Improved clinker factor at 1.49

Reduced average lead distance to 363 km

Optimized fuel mix and logistics efficiencies

ICICI Securities estimates EBITDA per tonne to expand from Rs 924 in FY25 to Rs 1,426 by FY28E, materially lifting margins.

Demand Visibility Strengthened by Infrastructure Push

India’s infrastructure pipeline is providing durable demand support beyond near-term cycles.
Management highlighted strong momentum across roads, metros, railways, ports, airports, and urban development projects. Cement demand is expected to grow at 7–8% CAGR over the medium term, with institutional and infrastructure demand outpacing retail trade volumes.

Capacity utilization improved from 71% to 77% in Q3FY26 and is expected to exceed 90% in Q4FY26E, enabling UltraTech to absorb new supply without margin dilution.

Brand Migration Enhances Realisations

The integration of India Cements and Kesoram Industries is translating into higher realizations.
Brand conversion has crossed ~58% for India Cements and ~69% for Kesoram, with full migration targeted by mid-2026. Premium and value-added products now account for ~36% of total volumes, reinforcing UltraTech’s shift toward higher-margin segments.

Sequential pricing softness in Q3FY26 has begun to reverse, with Rs 6–8 per bag price improvements, supporting near-term realization recovery.

Financial Trajectory: Growth with Balance Sheet Discipline

ICICI Securities projects robust earnings growth through FY28.

Metric FY25 FY28E CAGR
Revenue (Rs crore) 75,955 1,13,076 ~14%
EBITDA (Rs crore) 12,557 27,014 ~29%
Net Profit (Rs crore) 6,039 15,471 ~37%

Net debt to EBITDA stands at ~1.08x, with management targeting ~1.0x by FY26-end, supported by asset monetization and strong operating cash flows.

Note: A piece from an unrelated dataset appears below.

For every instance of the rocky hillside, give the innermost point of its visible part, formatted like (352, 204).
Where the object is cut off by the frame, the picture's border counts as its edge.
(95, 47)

Risks Investors Should Track

Key risks include demand slowdown, delays in capacity expansion, commodity price volatility, and heightened competition.
However, UltraTech’s scale, execution capabilities, and diversified regional exposure mitigate downside risks relative to peers.

Investment View: A Compounding Leader in a Cyclical Industry

UltraTech Cement stands at the intersection of scale, efficiency, and demand visibility.
As capacity ramps up, margins expand, and balance-sheet metrics strengthen, the company is positioned to compound earnings through the next cycle. ICICI Securities’ BUY call with a Rs 15,000 target reflects confidence that UltraTech’s strategic advantages will continue to translate into shareholder value over the medium term

Disclaimer: This article is for informational purposes only and does not constitute investment advice. Investors should conduct their own due diligence or consult a financial advisor before making investment decisions.